Ethel Merman: Queen of the American Musical Stage

Painted portrait of Ethel Memran, holding rifle over shoulder
Ethel Merman / Rosemarie Sloat, 1971 /
Oil and acrylic on canvas / National Portrait Gallery,
Smithsonian Institution; gift of Ethel Merman

In this blog post, Amy Henderson, a historian at the National Portrait Gallery, discusses Ethel Merman, and her 1971 portrait by artist Rosemarie Sloat.  The portrait is currently on view at NPG, in the "Bravo!" exhibition, on the museum’s third floor mezzanine.

It was one of the most riveting moments of my life—the day I strolled into my office and found myself face-to-face with Ethel Merman. The Queen of the American Musical Stage was not there to visit me, needless to say, but to pay homage to the larger-than-life portrait that hung on my wall. The portrait was enormous, more than seven feet high, and depicted La Merman outfitted in fringe and toting a gun for one of her best-known roles, as Annie Oakley in Annie Get Your Gun. Dressed this day in a subdued suit and with her hair swirled into a light brown cloud, Merman stood enraptured by the painting.

There were tears in her eyes when she turned to me as I tiptoed into the room, trying not to interrupt—well, actually, I was trying not to jump up and down and scream “Wow!! You’re Ethel Merman!!!” Her voice was soft as she said, “I love this picture.” But it was definitely The Voice.

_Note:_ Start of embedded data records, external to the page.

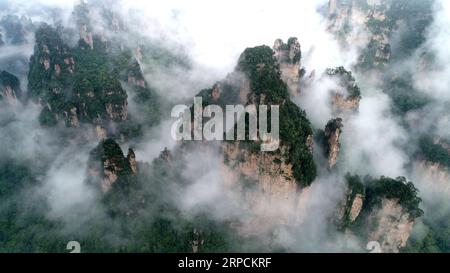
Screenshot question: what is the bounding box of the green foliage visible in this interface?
[419,136,450,168]
[238,46,316,186]
[338,173,366,227]
[364,176,423,219]
[326,66,361,98]
[383,75,430,114]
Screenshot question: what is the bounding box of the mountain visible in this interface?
[0,0,450,253]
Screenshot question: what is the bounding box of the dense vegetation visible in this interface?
[363,176,423,219]
[326,66,361,99]
[237,46,316,186]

It was the same voice that had catapulted her to overnight stardom in the Gershwins’ 1930 Broadway musical, Girl Crazy. When she sang “I Got Rhythm” on opening night, she stopped the show: “I held a high C note for sixteen bars while the orchestra played the melodic line—a big, tooty thing—against the note. By the time I’d held that note for four bars the audience was applauding. . . .” They kept applauding, and she did several encores. “When I finished that song,” she recalled, “a star had been born. Me.”

Her vibrant personality and clarion voice reverberated through Broadway’s greatest years, and America’s leading composers adored her. Cole Porter once said, “I’d rather write songs for Ethel Merman than anyone else in the world,” and songwriters from the Gershwins to Stephen Sondheim and Jule Styne agreed. Merman thought it was because she was always true to the lyrics—“I sing honest. Loud, but honest.”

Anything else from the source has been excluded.